To Calibrate a Dying Heart
I was meant to be the one and only "Perfect Synergy Partner" for the tech genius Caspian Lockhart.
But to him, my messy, human emotions were just faulty code that needed to be optimized.
He believed emotion was a defect, a bug in the human system that had to be eradicated—especially for the perfect partner his theories demanded.
The day our relationship became official, he fastened his latest invention to my wrist: a cold, metal device he called the "Emotion Calibration Bracelet." It latched on, a second skin I never asked for.
For five years, every flash of red—triggered by a flutter of my heart, a wave of sadness, or a pang of fear—brought an excruciating "calibration," a jolt of agony he administered himself.
Meanwhile, the bracelet on Miley—the flawless socialite he kept by his side—glowed a serene, steady green. The symbol of perfect synergy. Even when she flirted with him in public, the green light would only pulse gently.
And me? All I had to do was whisper, "Caspian, I painted something new for you," and my bracelet would erupt in a blinding red glare.

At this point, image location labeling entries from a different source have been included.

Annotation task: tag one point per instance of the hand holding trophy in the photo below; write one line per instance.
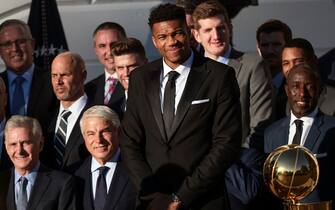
(292, 172)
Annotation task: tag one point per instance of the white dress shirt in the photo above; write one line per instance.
(31, 177)
(184, 70)
(75, 109)
(306, 126)
(110, 173)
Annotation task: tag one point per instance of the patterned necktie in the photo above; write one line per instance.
(169, 101)
(18, 97)
(101, 189)
(111, 84)
(60, 137)
(22, 197)
(298, 132)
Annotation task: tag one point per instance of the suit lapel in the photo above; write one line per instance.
(36, 85)
(314, 132)
(194, 81)
(154, 96)
(41, 185)
(234, 61)
(116, 188)
(11, 194)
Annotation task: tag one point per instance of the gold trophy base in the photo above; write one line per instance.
(325, 205)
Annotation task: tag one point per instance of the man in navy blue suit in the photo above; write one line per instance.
(308, 126)
(112, 188)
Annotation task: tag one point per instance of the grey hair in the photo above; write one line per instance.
(19, 121)
(16, 22)
(100, 111)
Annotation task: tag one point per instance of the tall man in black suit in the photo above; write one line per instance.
(65, 145)
(111, 189)
(213, 29)
(26, 83)
(29, 185)
(106, 88)
(181, 130)
(307, 126)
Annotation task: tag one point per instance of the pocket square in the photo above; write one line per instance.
(200, 101)
(321, 155)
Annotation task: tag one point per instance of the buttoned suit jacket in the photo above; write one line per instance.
(42, 100)
(95, 91)
(52, 190)
(204, 141)
(121, 194)
(75, 149)
(256, 94)
(320, 140)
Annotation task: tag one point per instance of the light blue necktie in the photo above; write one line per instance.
(18, 97)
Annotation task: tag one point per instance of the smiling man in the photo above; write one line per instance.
(26, 83)
(106, 88)
(112, 189)
(30, 184)
(181, 130)
(307, 126)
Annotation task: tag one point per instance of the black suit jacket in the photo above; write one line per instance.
(121, 194)
(320, 140)
(95, 91)
(42, 100)
(75, 149)
(205, 139)
(52, 190)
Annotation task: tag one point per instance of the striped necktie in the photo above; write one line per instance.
(60, 137)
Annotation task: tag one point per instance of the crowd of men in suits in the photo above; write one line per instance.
(190, 130)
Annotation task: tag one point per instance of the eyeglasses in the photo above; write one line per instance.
(19, 42)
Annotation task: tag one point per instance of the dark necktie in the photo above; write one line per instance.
(18, 97)
(60, 137)
(22, 197)
(298, 132)
(169, 101)
(111, 82)
(101, 189)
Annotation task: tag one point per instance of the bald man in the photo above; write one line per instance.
(65, 146)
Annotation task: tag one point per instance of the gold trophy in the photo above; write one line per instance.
(291, 172)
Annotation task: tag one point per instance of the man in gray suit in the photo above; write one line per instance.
(307, 126)
(213, 30)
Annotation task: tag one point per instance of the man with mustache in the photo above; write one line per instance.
(306, 126)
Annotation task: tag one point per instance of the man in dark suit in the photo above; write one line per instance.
(179, 135)
(26, 83)
(106, 89)
(298, 51)
(100, 127)
(29, 184)
(307, 126)
(65, 145)
(213, 29)
(4, 159)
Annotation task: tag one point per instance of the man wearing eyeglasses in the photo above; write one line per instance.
(28, 87)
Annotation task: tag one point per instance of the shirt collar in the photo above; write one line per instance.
(181, 68)
(96, 165)
(27, 75)
(31, 176)
(114, 75)
(79, 104)
(308, 117)
(225, 58)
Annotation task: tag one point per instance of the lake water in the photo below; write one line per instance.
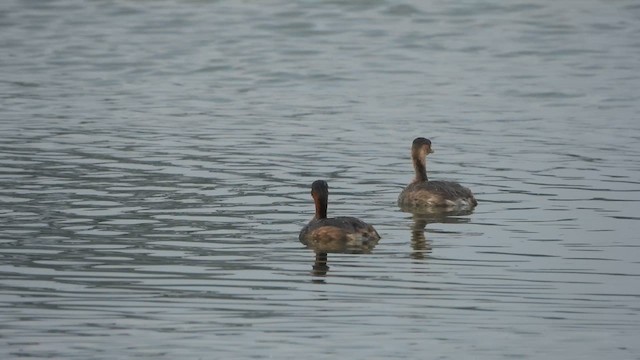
(156, 161)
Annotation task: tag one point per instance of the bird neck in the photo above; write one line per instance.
(321, 207)
(420, 166)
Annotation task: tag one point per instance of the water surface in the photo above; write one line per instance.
(156, 160)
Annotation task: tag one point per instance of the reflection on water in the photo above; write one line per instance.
(155, 162)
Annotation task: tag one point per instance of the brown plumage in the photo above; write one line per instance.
(340, 234)
(422, 193)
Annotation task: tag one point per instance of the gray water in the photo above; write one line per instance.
(156, 159)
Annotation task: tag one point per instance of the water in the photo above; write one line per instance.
(156, 159)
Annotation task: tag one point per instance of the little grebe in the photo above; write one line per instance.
(339, 234)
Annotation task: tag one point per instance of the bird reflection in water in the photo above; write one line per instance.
(322, 249)
(419, 243)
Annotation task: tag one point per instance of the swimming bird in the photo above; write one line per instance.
(339, 234)
(423, 194)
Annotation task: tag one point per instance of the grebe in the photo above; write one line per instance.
(422, 193)
(339, 234)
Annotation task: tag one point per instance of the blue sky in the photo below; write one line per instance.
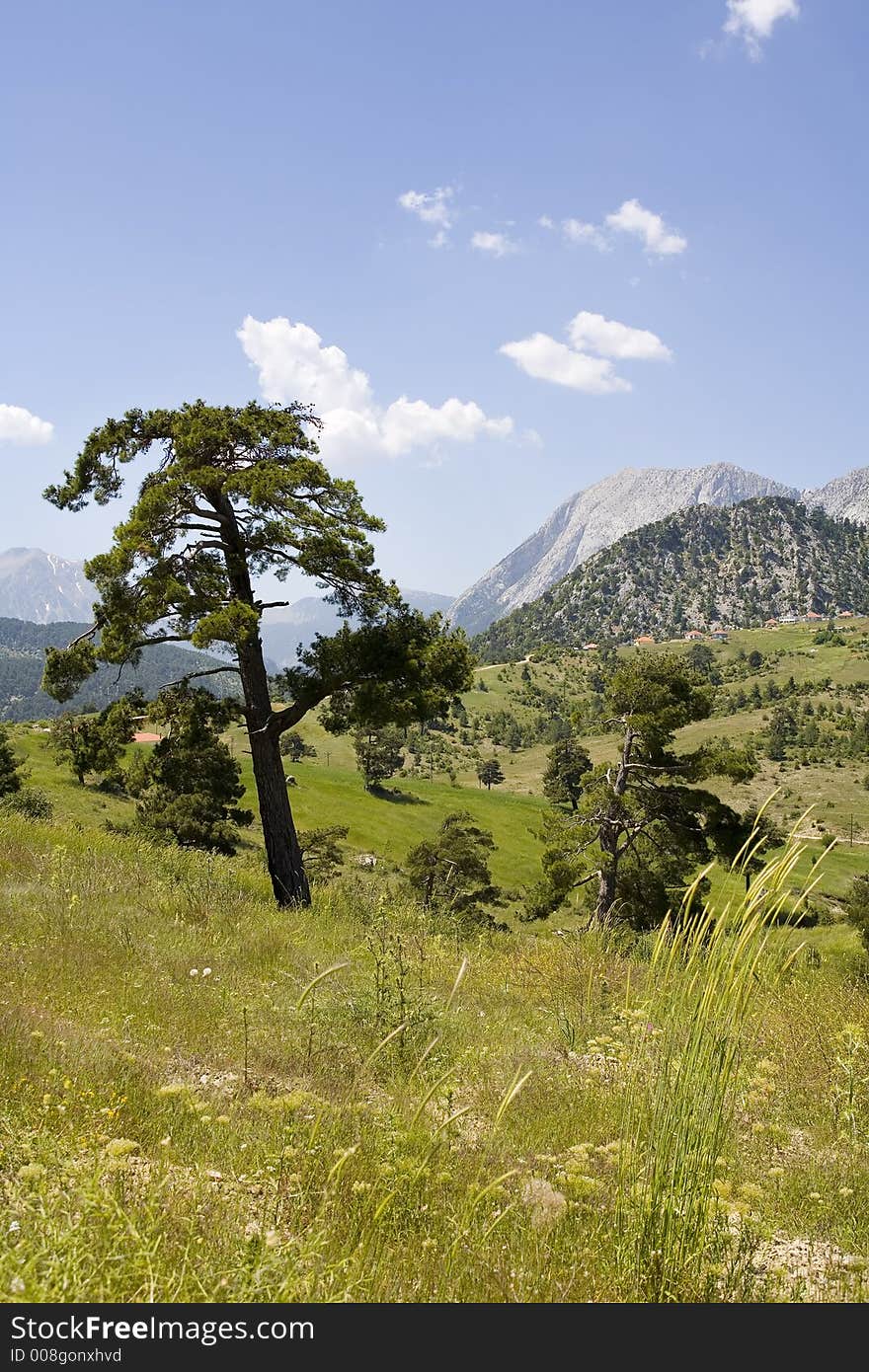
(172, 171)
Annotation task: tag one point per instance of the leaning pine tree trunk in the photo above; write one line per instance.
(281, 844)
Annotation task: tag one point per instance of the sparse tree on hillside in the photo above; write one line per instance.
(234, 495)
(857, 907)
(378, 753)
(489, 773)
(643, 825)
(10, 767)
(700, 658)
(450, 873)
(294, 746)
(566, 769)
(190, 787)
(323, 852)
(95, 742)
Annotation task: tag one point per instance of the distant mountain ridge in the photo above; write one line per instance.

The punishment was always the same: a searing dose of a neural inhibitor, a poison that felt like it was tearing my very soul apart.
I tried to argue once, but Caspian’s response was always cold, clinical. "Data doesn't lie. Pain is the most effective calibration program. This is all for our synergy."
After thousands of these "calibrations," I started to believe him. I started to believe I was the defective program, fundamentally unstable.
At the annual "Innovator's Summit" gala, Caspian took Miley as his date.
Earlier that day, I had poured too much of my heart into a digital painting, and the bracelet had flashed red.
He administered the punishment.
But this time, the bracelet malfunctioned, injecting a dose a thousand times stronger than usual directly into my veins.
I collapsed onto the carpet, my hand weakly clutching his arm. "Caspian, the bracelet... it—it hurts so much... Please, save me."
My bracelet was flashing a frantic, desperate red.
Caspian merely glanced down at me, drenched in a cold sweat, then leaned in and whispered in my ear, "Losing control this easily, just for a little attention? You're pathetic."
He turned his back on me, took Miley's arm, and slammed the door shut.
As he left me on the cold floor, I finally accepted it. I was an unfixable "bug."
My last thought was an apology to him. I’m sorry, Caspian. In the next life, I swear I’ll be the perfect partner you always wanted.